G7 Leaders Agree in Principle to Redirect Russian Asset Interest to Ukraine
Leaders of the Group of Seven nations convened an emergency virtual summit on Wednesday and reached preliminary agreement on a mechanism to redirect interest earnings from roughly $300 billion in immobilized Russian sovereign assets to fund Ukraine’s reconstruction, according to four people briefed on the discussions. The assets, mostly held in Belgian custody, have been frozen under Western sanctions since Russia’s full-scale invasion of Ukraine in February 2022. No final decision is expected before a full G7 leaders’ meeting scheduled for next month, but the agreement in principle marks the most significant advance on the issue since the assets were seized.
From Sanctions Freeze to Funding Mechanism
The proposal, developed jointly by the United States, Germany, and France over the past six weeks, would create a special purpose vehicle administered by the Bank for International Settlements in Basel, Switzerland. Interest accrued on the underlying assets — currently generating an estimated $3 billion to $3.5 billion annually — would be disbursed quarterly to a Ukrainian reconstruction authority, the people said. The mechanism is designed to satisfy legal constraints in several G7 countries that bar the outright confiscation of sovereign assets while still delivering concrete financial support to Kyiv.
“This is not a simple accounting transfer,” one senior European finance official told reporters on background. “There are treaty obligations, central bank independence considerations, and domestic legal frameworks in at least four of our countries that we had to navigate.” The official added that the Belgian government, which holds the bulk of the assets through Euroclear, had sought written assurances that the arrangement would not expose it to legal liability.
Legal Wrangling and Russian Retaliation Threats
The proposal faces serious obstacles. Russia has warned it would treat any diversion of the assets as theft and has threatened to retaliate against Western financial institutions operating inside Russian jurisdiction. Moscow also filed a claim at the International Court of Justice in March, arguing that the seizure violates the 1947 Treaty of Peace with Germany, a position the United States and its allies dispute.
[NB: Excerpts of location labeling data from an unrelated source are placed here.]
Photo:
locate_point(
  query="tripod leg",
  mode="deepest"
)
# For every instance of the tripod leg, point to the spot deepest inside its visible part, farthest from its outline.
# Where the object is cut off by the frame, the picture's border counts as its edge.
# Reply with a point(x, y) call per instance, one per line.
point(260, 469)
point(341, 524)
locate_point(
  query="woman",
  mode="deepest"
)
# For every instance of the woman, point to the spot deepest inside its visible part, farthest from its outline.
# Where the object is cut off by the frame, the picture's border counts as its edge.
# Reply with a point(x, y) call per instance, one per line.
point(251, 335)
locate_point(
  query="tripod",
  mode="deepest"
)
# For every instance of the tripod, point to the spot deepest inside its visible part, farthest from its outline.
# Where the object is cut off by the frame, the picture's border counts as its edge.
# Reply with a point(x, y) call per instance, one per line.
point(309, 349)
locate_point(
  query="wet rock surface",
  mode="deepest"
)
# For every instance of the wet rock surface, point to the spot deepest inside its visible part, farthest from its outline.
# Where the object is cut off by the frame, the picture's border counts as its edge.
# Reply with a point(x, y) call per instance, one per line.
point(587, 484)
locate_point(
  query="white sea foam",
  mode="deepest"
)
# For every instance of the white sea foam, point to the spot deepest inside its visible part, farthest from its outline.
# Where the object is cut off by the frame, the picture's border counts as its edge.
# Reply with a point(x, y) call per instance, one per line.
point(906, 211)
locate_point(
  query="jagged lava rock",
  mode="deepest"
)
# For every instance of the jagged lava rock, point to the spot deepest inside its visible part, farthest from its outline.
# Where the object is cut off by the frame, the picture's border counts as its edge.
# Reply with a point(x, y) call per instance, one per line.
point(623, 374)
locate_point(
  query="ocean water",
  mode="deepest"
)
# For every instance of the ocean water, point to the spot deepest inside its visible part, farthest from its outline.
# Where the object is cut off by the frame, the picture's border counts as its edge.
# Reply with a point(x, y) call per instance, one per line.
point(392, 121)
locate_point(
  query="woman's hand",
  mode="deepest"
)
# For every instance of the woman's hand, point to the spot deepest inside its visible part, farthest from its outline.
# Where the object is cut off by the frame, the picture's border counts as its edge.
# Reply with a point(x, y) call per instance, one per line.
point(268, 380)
A ruling is not expected before late 2026 at the earliest.
At the domestic level, the plan requires approval from the Belgian parliament, where a coalition of smaller parties has raised objections to what they characterize as a unilateral move without a United Nations mandate. Hungary, which holds rotating EU presidency, has also signaled opposition, threatening to block any EU-level implementing legislation. Prime Minister Viktor Orban called the proposal “a dangerous precedent that undermines the rule of law” in a post on social media Wednesday evening.
Ukraine’s Reconstruction Needs
Ukrainian President Volodymyr Zelensky welcomed the agreement in principle but urged G7 leaders to accelerate the timeline. The World Bank’s latest damage assessment, published in May, estimates that reconstructing Ukraine’s infrastructure, housing stock, and industrial base will cost $486 billion over a decade — a figure that has risen steadily as Russian strikes continue to target energy facilities, railways, and port infrastructure.
“Every month of delay costs us lives and habitable buildings,” Zelensky said in a video address following the summit. “We are not asking for charity. We are asking for the frozen assets of the country that destroyed ours to be put to use rebuilding what was lost.” The Ukrainian Finance Ministry has projected a budget shortfall of approximately $37 billion through the end of 2026, even with current international aid commitments.
What Happens Next
G7 finance ministers are scheduled to meet in Washington on the margins of the IMF’s annual meetings in October, where the legal framework for the special purpose vehicle is expected to be finalized. A full leaders’ summit in November will seek to sign off on the mechanism before the end of the year. Whether the timeline holds will depend partly on whether Hungary can be brought into alignment — a diplomatic effort that US Treasury officials have quietly begun, according to two people familiar with the discussions.
The Belgian parliament’s vote, which could come as early as September, is considered the most immediate procedural risk. If the mechanism is approved, the first disbursement to Kyiv could arrive by early 2027, the people briefed on the discussions said. That would make Ukraine one of the first countries in history to receive reconstruction funding derived from the immobilized assets of an aggressor state — a milestone that Western officials acknowledge carries significant symbolic as well as financial weight.